Но в Шримад Бхагаватам  есть текст, что грешник в момент смерти от страха перед Ямадутами испражняется:

*ШБ 3.30.19* В момент смерти человек видит посланцев бога смерти, которые стоят перед ним с налитыми яростью глазами, и, охваченный ужасом, он испускает мочу и кал.

http://www.ahakimov.ru/vedic/174.html

----------


## Кришна Мохан дас

Работал в реанимации видел реально все признаки,которые описывает Шримад Бхагаватам.Реально на лице возникает гримаса ужаса,человек ходит под себя и кричит от ужаса.
  В ад оправляется душа,выходя из ануса.В теле когда там присутствует душа,она плавает в воздушных потоках.Когда наступает момент смерти,душа в воздушном потоке выходит из тела.Соответственно когда человек опоражнятся во время смерти,это признак что душа выходит через анус.Ведь испражнения выталкиваются воздухом.

----------


## Kasturika d.d.

А если из области сердца выходит душа, или из макушки, то как это происходит тогда? Воздушный поток это не означает воздух с телесными загрязнениями. Душа парит в пяти воздушных потоках, которые переносят ее в тонком теле в момент смерти.

----------


## Кришна Мохан дас

> А если из области сердца выходит душа, или из макушки ( сахасрара ) , то как это происходит? Воздушный поток это не означает воздух с телесными загрязнениями. Душа парит в пяти воздушных потоках, которые переносят ее в момент смерти.


Из области сердца не выходит душа,она выходит из 9 отверстий.Не помню точно где это описанно.Естественно она не соприкасается с телесными веществами.В Бхагавад гите есть стихи,в которых описывается как йог затыкает все отверстия тела,чтобы душа вышла из макушки.Говорят череп лопается на темечке когда душа выходит из него.

----------


## Гаятри деви даси

> Один участник этого форума (Айдас его имя)настаивает на том что шудры в наше время могут есть мясо(исключая коров,быков и телят) и не нести за это никакого наказание


Неужели так хочется есть мясо?
Судя по всему вопрошающий о мясе так или иначе знаком с бхакти и бхактами, а стало быть и с пищей в бхакти. Ну как минимум в благости.
И неужели вкус пищи в саттве, или даже трансцендентный вкус прасада, не смог вытеснить желание есть мясо?

----------


## Александр 2

> Неужели так хочется есть мясо?
> Судя по всему вопрошающий о мясе так или иначе знаком с бхакти и бхактами, а стало быть и с пищей в бхакти. Ну как минимум в благости.
> И неужели вкус пищи в саттве, или даже трансцендентный вкус прасада, не смог вытеснить желание есть мясо?



Этот Айдас, как он сам пишит в литовском форуме  forumas bhaktijoga.lt  , ел прасад несколько раз. Не помогло. Тело как требует мясо так требует. Смотрите: Несколько раз. Ага, не помогло.

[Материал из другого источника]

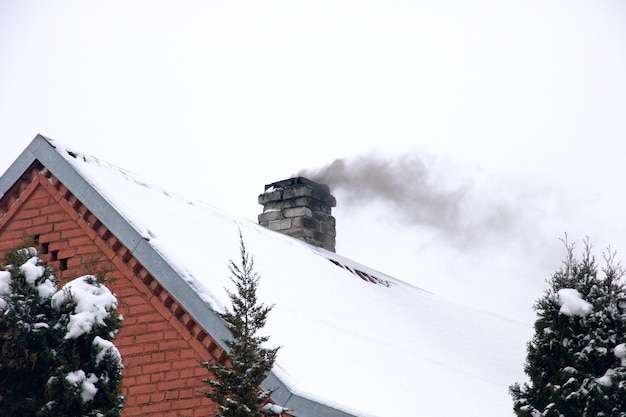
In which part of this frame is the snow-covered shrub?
[0,248,123,417]
[510,237,626,417]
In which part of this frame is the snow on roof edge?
[0,134,369,417]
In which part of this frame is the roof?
[0,135,532,417]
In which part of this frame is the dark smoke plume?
[298,153,528,247]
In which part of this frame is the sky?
[0,0,626,322]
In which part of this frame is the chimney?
[259,177,337,252]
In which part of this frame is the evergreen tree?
[203,234,279,417]
[0,248,123,417]
[510,240,626,417]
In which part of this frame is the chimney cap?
[265,177,330,194]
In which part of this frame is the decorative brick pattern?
[0,164,227,417]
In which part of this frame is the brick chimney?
[259,177,337,252]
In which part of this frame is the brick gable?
[0,162,226,416]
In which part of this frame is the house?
[0,135,532,417]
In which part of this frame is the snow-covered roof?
[0,136,532,417]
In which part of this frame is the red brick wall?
[0,166,225,417]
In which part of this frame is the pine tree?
[203,234,279,417]
[510,240,626,417]
[0,248,123,417]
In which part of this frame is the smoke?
[298,152,556,249]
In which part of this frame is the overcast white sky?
[0,0,626,321]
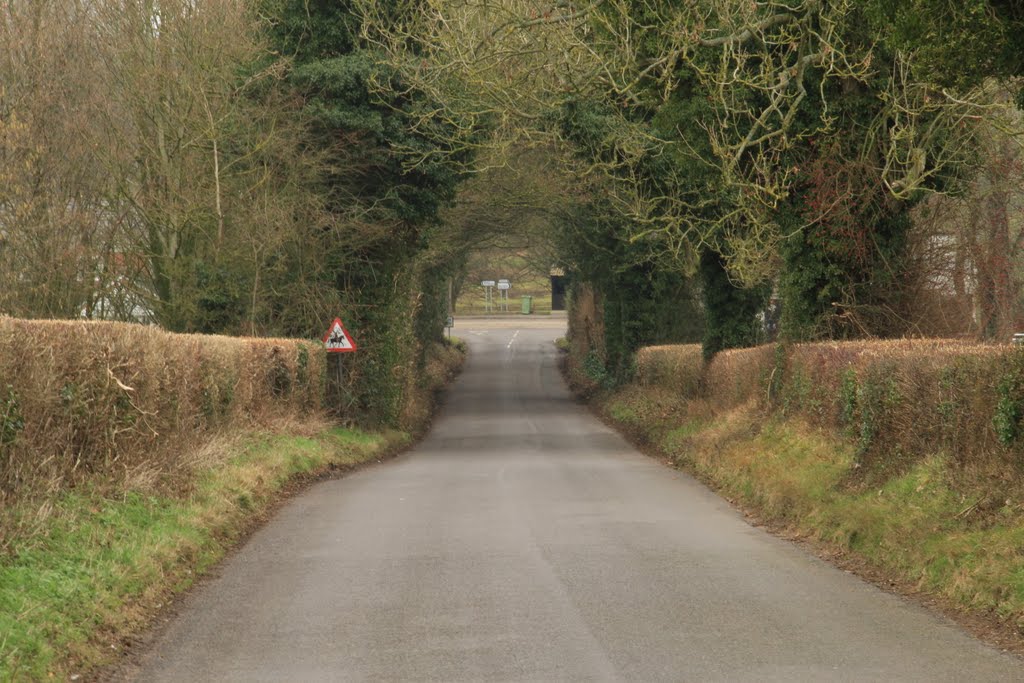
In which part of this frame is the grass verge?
[595,385,1024,652]
[0,424,409,680]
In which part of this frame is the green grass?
[602,387,1024,628]
[0,429,397,680]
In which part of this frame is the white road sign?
[324,317,355,353]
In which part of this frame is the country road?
[129,318,1024,683]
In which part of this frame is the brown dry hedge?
[637,340,1024,479]
[0,317,326,516]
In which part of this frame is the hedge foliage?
[637,340,1024,478]
[0,317,326,528]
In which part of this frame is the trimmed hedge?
[0,317,326,545]
[637,340,1024,478]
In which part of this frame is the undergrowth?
[600,389,1024,630]
[0,428,407,680]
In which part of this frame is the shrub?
[0,317,325,546]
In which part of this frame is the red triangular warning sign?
[324,317,355,353]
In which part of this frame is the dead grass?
[600,340,1024,640]
[0,317,325,549]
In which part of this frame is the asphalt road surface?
[135,319,1024,682]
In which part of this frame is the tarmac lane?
[125,317,1024,682]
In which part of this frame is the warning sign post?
[324,317,357,417]
[324,317,356,353]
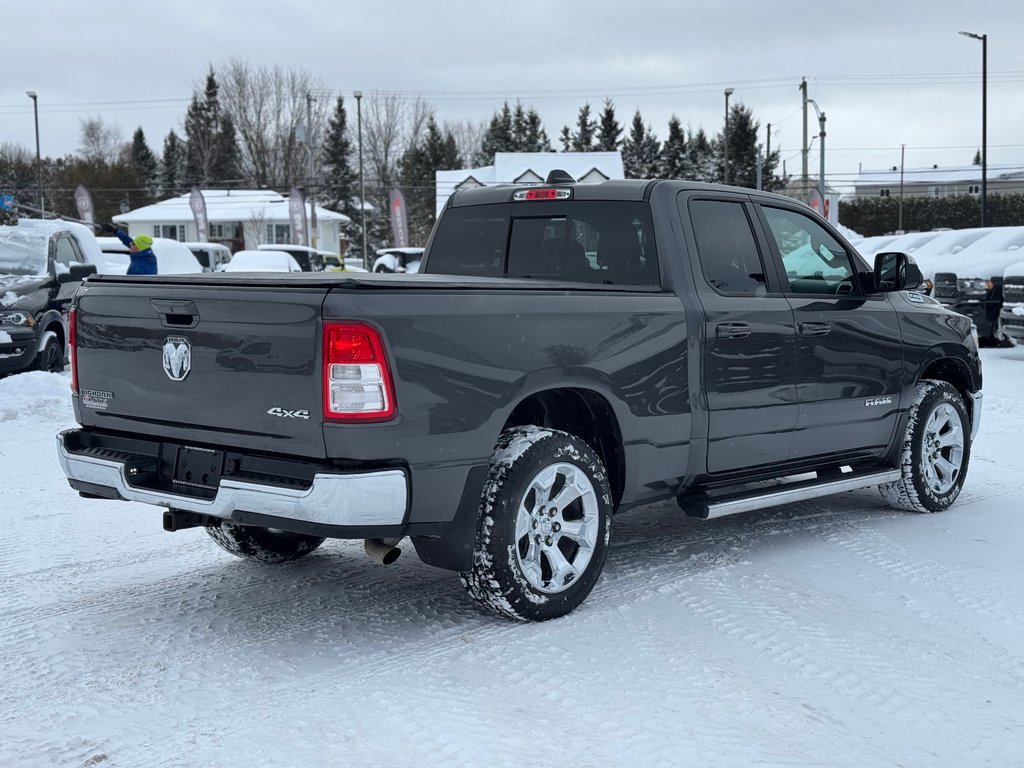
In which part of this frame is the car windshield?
[0,226,50,275]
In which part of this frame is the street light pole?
[25,91,46,219]
[352,91,370,269]
[807,98,828,218]
[961,32,988,226]
[306,93,317,248]
[724,88,734,186]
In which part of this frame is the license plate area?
[171,445,224,492]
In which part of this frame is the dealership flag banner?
[75,184,96,224]
[188,186,210,243]
[391,189,409,248]
[288,186,307,246]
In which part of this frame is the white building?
[434,152,626,214]
[113,189,351,253]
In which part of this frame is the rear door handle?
[800,323,831,336]
[715,323,751,339]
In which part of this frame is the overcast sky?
[0,0,1024,192]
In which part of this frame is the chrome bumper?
[57,433,409,525]
[968,389,984,442]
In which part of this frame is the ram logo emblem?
[164,336,191,381]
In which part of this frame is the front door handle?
[715,323,751,339]
[800,323,831,336]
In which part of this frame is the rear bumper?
[56,429,409,527]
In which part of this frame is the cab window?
[762,206,856,296]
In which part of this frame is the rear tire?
[879,379,971,512]
[206,520,324,563]
[461,427,611,622]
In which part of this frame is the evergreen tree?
[160,130,185,195]
[398,116,462,243]
[686,128,721,182]
[561,103,597,152]
[660,115,691,178]
[129,127,160,200]
[184,69,241,186]
[522,106,551,152]
[321,96,360,224]
[594,98,623,152]
[473,101,514,167]
[622,110,662,178]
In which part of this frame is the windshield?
[0,226,50,275]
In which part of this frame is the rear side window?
[761,206,855,296]
[689,200,767,296]
[427,201,659,285]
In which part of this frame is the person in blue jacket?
[103,224,157,274]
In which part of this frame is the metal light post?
[25,91,46,219]
[306,93,317,248]
[724,88,734,186]
[807,98,828,218]
[961,32,988,226]
[352,91,370,269]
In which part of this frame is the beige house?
[434,152,626,214]
[113,189,351,253]
[853,165,1024,199]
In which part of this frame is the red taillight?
[68,307,78,394]
[324,323,395,421]
[512,188,572,201]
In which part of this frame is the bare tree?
[362,92,433,240]
[78,117,124,165]
[215,58,333,188]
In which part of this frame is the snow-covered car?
[999,261,1024,344]
[181,243,231,272]
[220,250,302,272]
[96,237,204,274]
[373,248,424,274]
[256,243,324,272]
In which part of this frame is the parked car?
[181,243,231,272]
[0,222,98,376]
[96,237,206,274]
[220,250,303,272]
[373,248,423,274]
[256,243,324,272]
[999,261,1024,344]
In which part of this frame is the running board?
[677,469,903,520]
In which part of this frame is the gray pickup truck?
[57,173,982,621]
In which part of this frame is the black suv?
[0,225,96,376]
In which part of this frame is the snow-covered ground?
[0,348,1024,768]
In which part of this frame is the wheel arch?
[502,387,626,507]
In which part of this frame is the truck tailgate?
[77,282,328,458]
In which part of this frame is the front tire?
[206,520,324,563]
[879,379,971,512]
[36,336,63,374]
[461,426,611,622]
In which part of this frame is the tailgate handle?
[150,299,199,328]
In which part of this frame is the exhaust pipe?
[362,538,401,565]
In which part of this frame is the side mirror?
[873,251,924,291]
[57,264,96,283]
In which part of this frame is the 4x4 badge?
[164,336,191,381]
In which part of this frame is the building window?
[266,224,292,245]
[153,224,185,243]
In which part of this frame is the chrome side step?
[678,469,903,520]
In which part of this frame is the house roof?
[113,189,351,224]
[434,152,626,212]
[853,165,1024,186]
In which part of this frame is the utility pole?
[800,78,810,189]
[306,92,316,248]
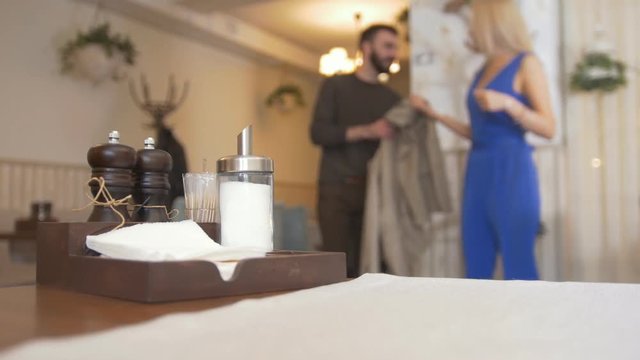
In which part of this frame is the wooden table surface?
[0,285,277,351]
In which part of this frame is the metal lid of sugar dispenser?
[217,125,273,173]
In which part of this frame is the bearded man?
[310,25,400,277]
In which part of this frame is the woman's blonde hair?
[470,0,533,55]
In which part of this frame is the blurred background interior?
[0,0,640,285]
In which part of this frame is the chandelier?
[319,12,400,76]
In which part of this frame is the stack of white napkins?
[87,220,265,280]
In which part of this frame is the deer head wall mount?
[129,75,189,129]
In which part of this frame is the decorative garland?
[60,23,137,72]
[571,52,627,92]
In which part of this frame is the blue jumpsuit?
[462,53,540,280]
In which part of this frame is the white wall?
[0,0,319,183]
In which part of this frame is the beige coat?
[360,100,452,276]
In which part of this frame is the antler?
[129,74,189,126]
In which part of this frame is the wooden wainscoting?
[0,159,91,231]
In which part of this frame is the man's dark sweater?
[311,74,400,184]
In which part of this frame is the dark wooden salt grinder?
[132,138,173,222]
[87,131,136,222]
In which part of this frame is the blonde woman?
[411,0,555,280]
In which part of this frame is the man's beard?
[369,50,392,74]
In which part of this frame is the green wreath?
[60,23,137,72]
[266,84,305,107]
[571,52,627,92]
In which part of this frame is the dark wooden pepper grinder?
[87,131,136,222]
[132,138,173,222]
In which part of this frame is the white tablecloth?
[0,274,640,360]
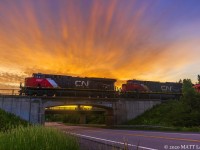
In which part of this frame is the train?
[121,79,182,99]
[19,73,200,99]
[19,73,116,98]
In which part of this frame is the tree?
[197,74,200,84]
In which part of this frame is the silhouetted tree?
[178,79,183,83]
[197,74,200,84]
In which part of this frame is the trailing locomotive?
[122,80,182,93]
[20,73,116,97]
[121,80,182,99]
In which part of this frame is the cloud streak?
[0,0,200,87]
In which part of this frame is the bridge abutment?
[0,96,161,126]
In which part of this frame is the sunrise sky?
[0,0,200,88]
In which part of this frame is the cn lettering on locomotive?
[75,81,89,87]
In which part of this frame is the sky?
[0,0,200,88]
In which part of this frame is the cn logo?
[161,85,172,92]
[75,81,89,86]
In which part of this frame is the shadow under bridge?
[42,97,117,126]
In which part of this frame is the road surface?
[46,123,200,150]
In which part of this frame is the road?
[46,123,200,150]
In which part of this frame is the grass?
[0,110,79,150]
[0,110,29,132]
[0,126,79,150]
[125,100,200,132]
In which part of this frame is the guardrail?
[0,88,20,95]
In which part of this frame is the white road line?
[66,132,158,150]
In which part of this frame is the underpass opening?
[45,104,113,125]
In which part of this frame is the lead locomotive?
[20,73,116,97]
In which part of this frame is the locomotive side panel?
[33,73,116,90]
[127,80,182,93]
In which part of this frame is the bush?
[0,110,29,132]
[0,126,79,150]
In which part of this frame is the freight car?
[121,80,182,99]
[20,73,116,97]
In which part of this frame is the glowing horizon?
[0,0,200,87]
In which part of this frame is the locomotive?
[19,73,116,98]
[121,80,182,99]
[122,80,182,93]
[19,73,200,99]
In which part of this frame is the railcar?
[20,73,116,97]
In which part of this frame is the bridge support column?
[105,110,114,126]
[79,114,86,124]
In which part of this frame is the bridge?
[0,89,168,125]
[0,95,161,125]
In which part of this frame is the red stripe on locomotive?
[25,77,54,88]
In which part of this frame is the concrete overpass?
[0,95,161,125]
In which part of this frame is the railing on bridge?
[0,88,182,100]
[0,88,20,95]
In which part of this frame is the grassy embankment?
[126,79,200,131]
[0,110,79,150]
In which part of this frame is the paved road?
[46,123,200,150]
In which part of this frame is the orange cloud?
[0,0,199,88]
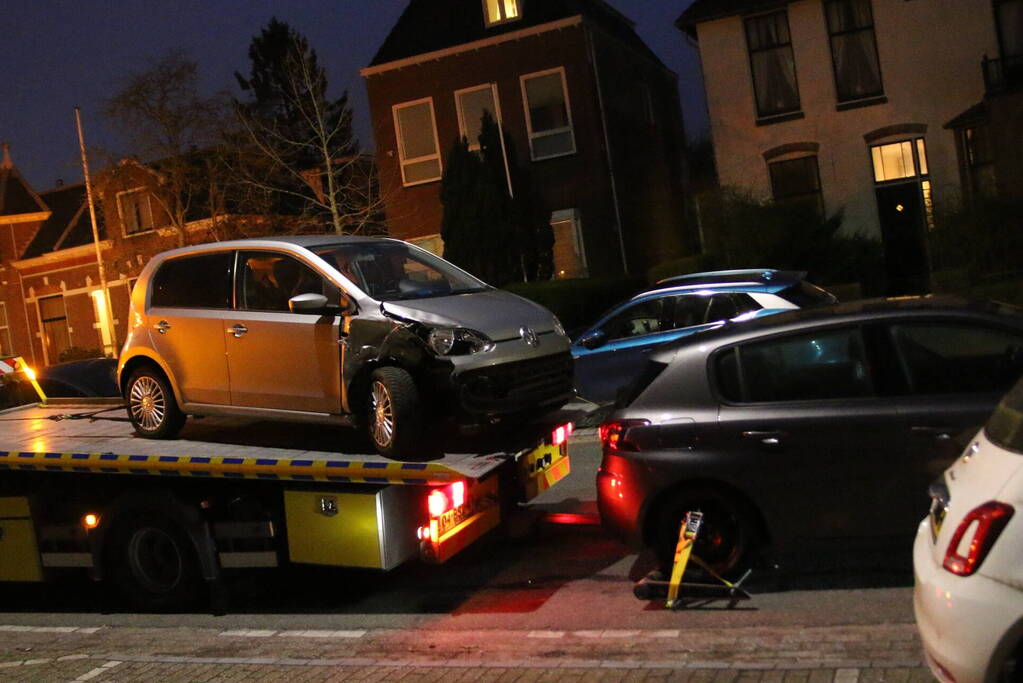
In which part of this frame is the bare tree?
[103,51,228,245]
[234,19,383,234]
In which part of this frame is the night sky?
[0,0,707,191]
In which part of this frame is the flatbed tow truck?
[0,401,572,609]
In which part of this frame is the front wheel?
[655,490,756,578]
[125,367,185,439]
[365,367,422,459]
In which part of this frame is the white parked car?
[914,380,1023,683]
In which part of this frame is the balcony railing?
[980,54,1023,94]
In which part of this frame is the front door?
[220,251,341,414]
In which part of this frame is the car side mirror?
[287,292,327,313]
[579,329,608,349]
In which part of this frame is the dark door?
[875,181,929,294]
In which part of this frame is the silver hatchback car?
[118,235,573,458]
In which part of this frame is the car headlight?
[551,316,568,336]
[427,327,494,356]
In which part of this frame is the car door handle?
[743,429,789,446]
[909,425,953,441]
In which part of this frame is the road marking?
[75,662,121,681]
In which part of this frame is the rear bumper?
[913,519,1023,683]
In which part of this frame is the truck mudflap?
[416,422,572,563]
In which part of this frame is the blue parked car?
[572,269,838,403]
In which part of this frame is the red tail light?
[599,420,650,452]
[942,501,1014,577]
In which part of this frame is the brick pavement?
[0,624,932,683]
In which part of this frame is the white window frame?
[454,83,504,151]
[391,97,444,187]
[519,66,577,162]
[117,187,157,239]
[482,0,525,27]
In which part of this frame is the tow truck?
[0,388,572,610]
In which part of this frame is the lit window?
[825,0,884,102]
[454,84,500,151]
[522,69,576,162]
[746,10,800,118]
[118,189,154,235]
[483,0,520,27]
[393,97,441,186]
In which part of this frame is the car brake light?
[942,501,1014,577]
[599,420,650,452]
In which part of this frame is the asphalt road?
[0,431,926,681]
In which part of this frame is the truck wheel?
[125,368,185,439]
[655,489,754,579]
[366,367,422,459]
[107,513,203,611]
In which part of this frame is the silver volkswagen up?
[118,235,573,458]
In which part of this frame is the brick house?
[676,0,1002,291]
[362,0,685,277]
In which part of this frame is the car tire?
[365,367,422,459]
[654,489,756,579]
[105,512,203,611]
[125,367,185,439]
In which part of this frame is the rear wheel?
[655,490,755,578]
[125,367,185,439]
[107,513,203,611]
[365,367,422,458]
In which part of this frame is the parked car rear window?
[892,322,1023,394]
[149,252,234,309]
[984,379,1023,454]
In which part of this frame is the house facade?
[362,0,684,277]
[677,0,1002,292]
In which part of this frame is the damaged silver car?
[118,235,573,458]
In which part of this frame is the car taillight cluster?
[942,501,1014,577]
[599,420,650,453]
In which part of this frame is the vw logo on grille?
[519,327,540,347]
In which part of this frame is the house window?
[393,97,441,186]
[0,302,14,356]
[825,0,884,102]
[483,0,521,27]
[39,294,71,364]
[118,188,155,236]
[962,125,994,196]
[521,69,576,162]
[767,156,824,214]
[454,84,501,151]
[746,10,800,119]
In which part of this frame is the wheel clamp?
[633,511,752,609]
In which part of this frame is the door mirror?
[287,292,326,313]
[579,329,608,349]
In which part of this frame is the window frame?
[743,7,803,123]
[117,186,157,239]
[391,97,444,187]
[454,83,503,151]
[519,66,578,162]
[820,0,885,108]
[482,0,525,29]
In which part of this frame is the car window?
[717,327,873,403]
[984,379,1023,453]
[601,298,671,340]
[891,322,1023,394]
[238,252,340,311]
[149,252,234,309]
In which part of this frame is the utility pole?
[75,106,118,358]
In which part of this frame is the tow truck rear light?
[942,501,1014,577]
[599,420,650,453]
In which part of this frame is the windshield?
[312,241,487,302]
[984,379,1023,453]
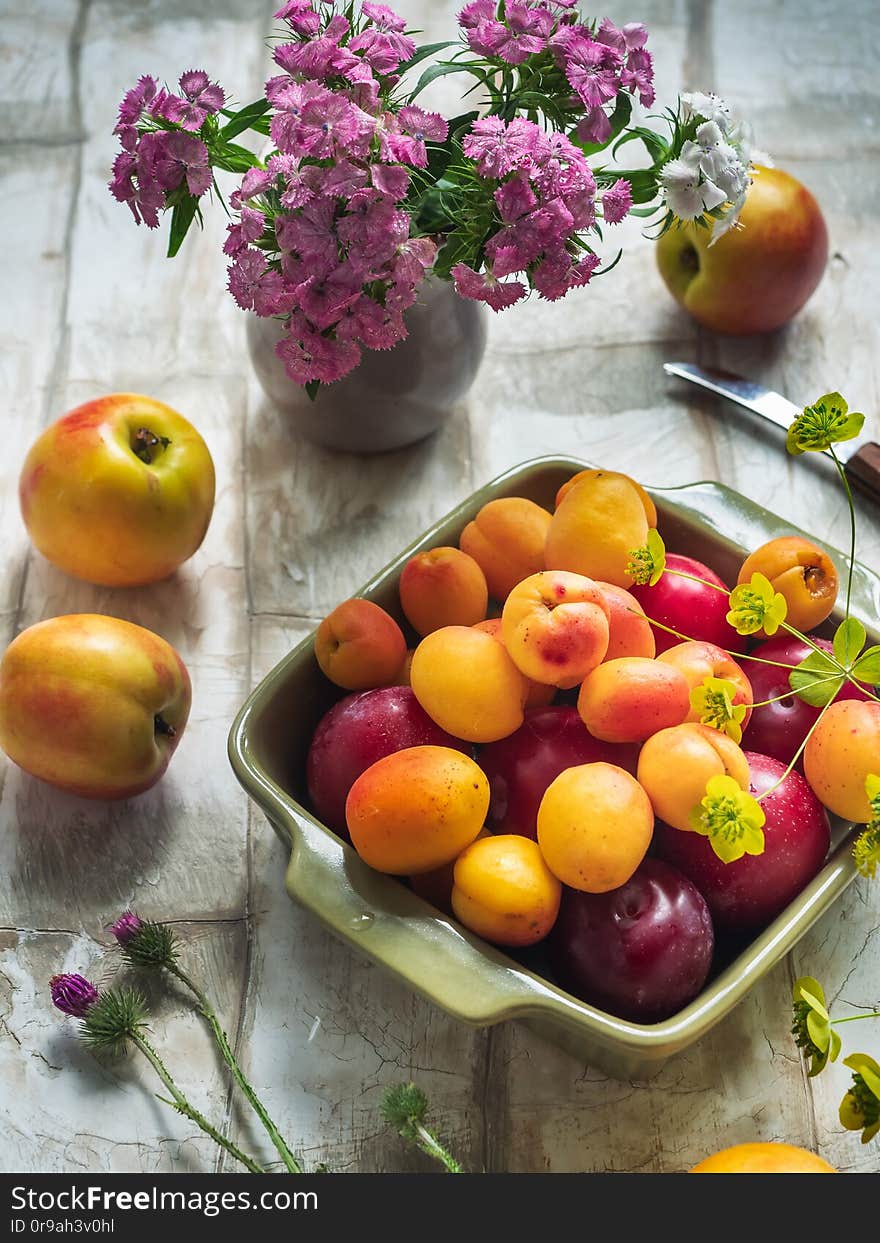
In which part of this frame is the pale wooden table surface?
[0,0,880,1172]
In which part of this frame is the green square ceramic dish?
[229,457,880,1079]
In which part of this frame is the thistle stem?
[129,1032,266,1173]
[413,1121,465,1173]
[168,963,302,1173]
[828,445,855,617]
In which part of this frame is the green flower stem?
[413,1121,465,1173]
[167,963,302,1173]
[779,619,849,674]
[129,1032,266,1173]
[662,566,730,595]
[747,681,838,707]
[828,445,855,617]
[757,700,834,803]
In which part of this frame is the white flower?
[660,159,727,220]
[680,91,731,134]
[708,191,746,246]
[681,121,746,187]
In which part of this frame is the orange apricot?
[658,639,754,730]
[737,536,839,630]
[314,598,406,691]
[595,582,658,660]
[474,618,556,709]
[452,833,562,946]
[409,828,491,915]
[346,747,488,876]
[544,471,650,587]
[556,467,658,527]
[400,547,488,635]
[501,571,610,689]
[636,721,751,832]
[804,700,880,824]
[410,625,527,742]
[538,763,654,894]
[689,1140,839,1173]
[459,496,552,600]
[578,656,691,742]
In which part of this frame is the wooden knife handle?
[844,440,880,502]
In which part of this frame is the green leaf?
[609,168,658,205]
[853,646,880,686]
[612,126,669,164]
[211,142,260,173]
[168,194,199,259]
[516,91,567,129]
[571,91,633,155]
[409,61,487,103]
[220,99,271,142]
[396,39,457,77]
[788,651,844,707]
[834,618,868,669]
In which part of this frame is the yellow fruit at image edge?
[19,393,215,587]
[0,613,191,798]
[689,1141,839,1173]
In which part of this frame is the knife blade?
[662,363,880,503]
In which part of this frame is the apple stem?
[132,428,172,466]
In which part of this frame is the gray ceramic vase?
[247,277,487,454]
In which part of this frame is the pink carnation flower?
[390,237,438,286]
[229,247,293,316]
[300,92,360,159]
[475,0,553,65]
[113,75,155,134]
[452,264,526,311]
[222,205,266,255]
[578,108,612,143]
[495,173,538,224]
[620,47,654,108]
[154,70,226,131]
[595,17,648,56]
[348,26,415,77]
[464,117,547,179]
[155,131,211,198]
[282,321,360,384]
[275,199,339,275]
[566,39,620,108]
[459,0,498,30]
[296,261,363,331]
[532,250,599,302]
[360,0,406,31]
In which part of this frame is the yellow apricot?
[399,547,488,635]
[459,496,552,600]
[636,721,751,833]
[538,763,654,894]
[410,625,528,742]
[544,471,649,587]
[346,747,488,876]
[452,833,562,946]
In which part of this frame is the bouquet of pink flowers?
[109,0,752,394]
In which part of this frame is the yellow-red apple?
[19,393,214,587]
[656,168,828,334]
[501,569,610,690]
[0,613,191,798]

И человек сделал вывод что нет смысла дальше так питаться, толку то что? )))
Я ему нераз говорил что спрашивай Учителя про то что потребление мяса безнаказанно возможно или наоборот, за такие действия будет и соответствующее реакция? То нет, он Учителя не спрашивает. Нашел в Ману Самхите написанное что таким людям как он за потребление мяса наказание не будет и по этому нет нужды спрашивать Учителя.
Ну хоть смейся хоть плачь.
Я ушел из этого литовского форума из за того что администрация того форума, как она сама о себе говорит, широких взглядов и по этому смотрит через пальцы на этого Айдаса с его мясом, через пальцы. А вдруг человек поправится, не надо давить, наберитесь терпение. Я не против, пусть поправляется потихоньку, но не на форуме где много людей читают его посты про это безнаказанное мясо вплетенное в священные писание.

----------


## Гаятри деви даси

Ну вообщем-то да - давить ни на кого не нужно, ибо неоправдано. 
Если уж даже Господь Бог позволяет нам иметь свободу выбора, то и человекам непозволительно лишать других этой самой свободы.
Но лишь пытаться убедить и заинтересовать.

----------


## Ромашов Игорь Николаевич

> Работал в реанимации видел реально все признаки,которые описывает Шримад Бхагаватам.Реально на лице возникает гримаса ужаса,человек ходит под себя и кричит от ужаса.
>   В ад оправляется душа,выходя из ануса.В теле когда там присутствует душа,она плавает в воздушных потоках.Когда наступает момент смерти,душа в воздушном потоке выходит из тела.Соответственно когда человек опоражнятся во время смерти,это признак что душа выходит через анус.Ведь испражнения выталкиваются воздухом.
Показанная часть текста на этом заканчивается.